In FIG. 6, retainer 88 has been attached to the whistle shower to deter downflow of liquid from the drum into the pulp vat and improve washing efficiency. Brackets 66, 68 are welded to manifold 130, and enlarged lip 74 of stop member 72 slides into the receptacle formed by bracket 66. Retainer 88 pivots relative to stop member 72 along the fabric hinge (not shown in FIG. 6). An end wall 140 is rigidly attached to stop member 72 at each end of manifold 130. The mat 12, retainer 88 and end walls 140 together form a trough that allows a body of standing liquid to collect behind retainer 88 as drum 14 rotates. End wall 140 extends toward the surface of drum 14 to about the bottom of mat 12. As shown in FIG. 6, the lower end of the conduit 133 may be removed since spraying through a slot is no longer advantageous.
FIG. 7 shows a prior art weir shower 150 in which washing liquid collects until it flows down a passageway 151 between top and bottom plates 152, 154. A stream of washing liquid 156 flows out of passageway 151 in the direction of mat 12, but much of the liquid is deflected at the surface of the mat and flows down mat 12 into a pulp vat beneath the drum. The washing efficiency of the weir shower is improved, as shown in FIG. 8, by attaching a bracket 158 to bottom plate 154. Bracket 158 includes a slot 160 into which enlarged lip 74 of stop member 72 slides such that stop member 72 is parallel to plate 154 and forms an extension of it. Retainer 88 is attached to stop member 72 by a fabric hinge, and end walls 162 are rigidly attached to each edge of retainer 88 to form a closed trough with retainer 88 across the width of mat 12. The end walls 162 can be attached by glue, screws, or can be formed as integral parts of the retainer 88. The end walls 162 in this embodiment only extend down to about the level of the surface of mat 12. Washing liquid flowing through passageway 151 collects in the trough between walls 162 and rises above the level of distal edge 92 to contact mat 12 and wash it as drum 14 rotates.

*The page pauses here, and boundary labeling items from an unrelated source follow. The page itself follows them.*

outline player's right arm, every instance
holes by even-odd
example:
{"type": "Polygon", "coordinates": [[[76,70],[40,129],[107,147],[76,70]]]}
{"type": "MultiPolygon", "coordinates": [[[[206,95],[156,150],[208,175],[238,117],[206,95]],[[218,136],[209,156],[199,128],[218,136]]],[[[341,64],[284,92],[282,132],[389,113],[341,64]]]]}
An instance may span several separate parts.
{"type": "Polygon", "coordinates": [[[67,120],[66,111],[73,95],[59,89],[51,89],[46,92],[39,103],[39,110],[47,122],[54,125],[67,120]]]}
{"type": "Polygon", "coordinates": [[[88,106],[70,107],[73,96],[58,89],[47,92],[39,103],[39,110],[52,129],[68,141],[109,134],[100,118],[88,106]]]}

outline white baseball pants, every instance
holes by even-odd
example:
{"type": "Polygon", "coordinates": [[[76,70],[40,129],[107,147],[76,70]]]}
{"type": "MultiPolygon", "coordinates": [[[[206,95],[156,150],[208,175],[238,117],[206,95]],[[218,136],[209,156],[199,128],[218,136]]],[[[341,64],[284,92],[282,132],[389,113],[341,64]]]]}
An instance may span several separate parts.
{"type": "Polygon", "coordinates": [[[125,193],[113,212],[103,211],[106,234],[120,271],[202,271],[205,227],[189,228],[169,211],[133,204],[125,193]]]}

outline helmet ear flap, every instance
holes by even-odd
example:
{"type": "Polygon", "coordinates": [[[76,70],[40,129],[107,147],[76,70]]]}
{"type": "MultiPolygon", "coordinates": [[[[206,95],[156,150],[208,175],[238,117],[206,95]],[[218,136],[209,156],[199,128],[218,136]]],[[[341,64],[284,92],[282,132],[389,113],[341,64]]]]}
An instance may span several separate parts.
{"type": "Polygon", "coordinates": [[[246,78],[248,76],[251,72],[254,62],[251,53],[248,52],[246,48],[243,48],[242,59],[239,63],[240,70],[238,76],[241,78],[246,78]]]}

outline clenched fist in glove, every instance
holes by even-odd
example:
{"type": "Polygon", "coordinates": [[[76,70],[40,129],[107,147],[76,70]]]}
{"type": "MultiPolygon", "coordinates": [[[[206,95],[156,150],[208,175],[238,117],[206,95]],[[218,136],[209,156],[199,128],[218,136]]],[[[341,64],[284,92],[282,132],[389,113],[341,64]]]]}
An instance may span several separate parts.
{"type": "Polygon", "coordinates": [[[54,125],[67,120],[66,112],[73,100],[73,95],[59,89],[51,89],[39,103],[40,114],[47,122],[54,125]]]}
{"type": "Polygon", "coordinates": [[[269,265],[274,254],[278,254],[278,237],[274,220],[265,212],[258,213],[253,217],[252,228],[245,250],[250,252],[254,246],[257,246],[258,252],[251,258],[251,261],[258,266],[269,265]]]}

Having illustrated and described the principles of the invention in preferred embodiments, it should be apparent to those skilled in the art that the invention can be modified in arrangement and detail without departing from such principles. For example, the liquid retention assemblies described herein work equally well with washing systems that employ moving belt screens instead of rotary drums. We thus claim all modifications coming within the spirit and scope of the following claims.